Bitcoin Cash however lacks the historic data to suggest that its price would be significantly affected by the halving. Nevertheless, from a structural point of view, the doubling of its stock-to-flow ratio will at least place supply-side pressure on Bitcoin Cash price.
In early June, the EOS community voted in favor of a proposal to reduce the ‘inflation rate’ – the annual rate of new issuances of EOS tokens, from five to one percent. Block producer rewards remained unchanged at 0.25%+0.75%, meaning the excess four percent filtering into the eosio.saving account disappeared. The rationale was that as of March 5th, “the eosio.saving account has [sic] a token balance in excess of 28.75 million EOS ($108 million)” and growing daily.

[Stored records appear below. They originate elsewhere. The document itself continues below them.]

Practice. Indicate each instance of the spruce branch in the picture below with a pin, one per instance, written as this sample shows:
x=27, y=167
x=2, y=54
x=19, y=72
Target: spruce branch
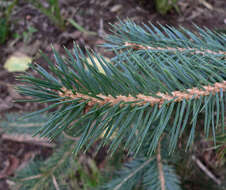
x=140, y=99
x=173, y=50
x=138, y=96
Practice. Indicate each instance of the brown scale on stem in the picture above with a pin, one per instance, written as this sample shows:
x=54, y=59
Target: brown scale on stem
x=192, y=50
x=142, y=99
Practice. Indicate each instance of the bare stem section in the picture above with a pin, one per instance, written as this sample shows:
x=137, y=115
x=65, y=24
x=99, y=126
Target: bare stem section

EOS enjoyed a momentary price bump around the time, hitting highs for the year. According to Coinmarketcap data, however, the joy was short-lived, and EOS has been declining in price ever since.
Monero’s inflation rate is designed to fall at a faster rate than Bitcoin’s. Block rewards for XMR sunk beneath those of Bitcoin for the first time this year, and in August, daily supply growth descended beneath Bitcoin’s benchmark.
Monero’s inflation rate began 2019 at 4.1 percent, dropping toward an expected 2.39 percent by early 2020. That makes 2020 a big year for XMR, with a stock-to-flow ratio finally catching up to, and exceeding that of Bitcoin. According to Bitwise analysis, new annual issuances of Monero will have fallen by 41 percent by next year.
Dash has a more frequent ‘coin emission’ rate. While Bitcoin’s reduction is cut in half every four years, Dash reduces issuances by 7.14 percent approximately every 383 days, (a little over a year). Block rewards are lowered more frequently and more gently, making the supply reductions more subtle and more constant.
With an uncertain maximum total supply, new Dash supply is set to continue for 192 years until it takes a full year to mine a single Dash. Once it hits the year 2209, only 14 more Dash can be created, with the final one taking 231 years.
The elegant complexity of its supply model aside, Dash supply growth is set to fall by around seven percent every year or so, placing continued upward price pressure on it, ceteris paribus.
The Litecoin halving of 2019 saw ‘buy the rumor, sell the news’ qualities, with prices rising from $20 at the start of the year to $140 by August. But there was no post-halving bounce and the bullish price activity leading up to it could have been explained by renewed bullish sentiment for Bitcoin.
The crypto markets may have matured significantly since Bitcoin’s last halving, but as May 2020 approaches, all bets are off. Whether by community consensus or by algorithmic design, all of these major altcoins, like Bitcoin, are undergoing seismic changes in supply properties from 2019 to 2021.
The digital assets that underwent changes in supply-side tokenomics this year may enjoy lagging price gains when the Bitcoin halving drags crypto into some serious spotlight. It might be time to stock up. As Bayern LB asserts, the halving has yet to be baked into the price in anticipation.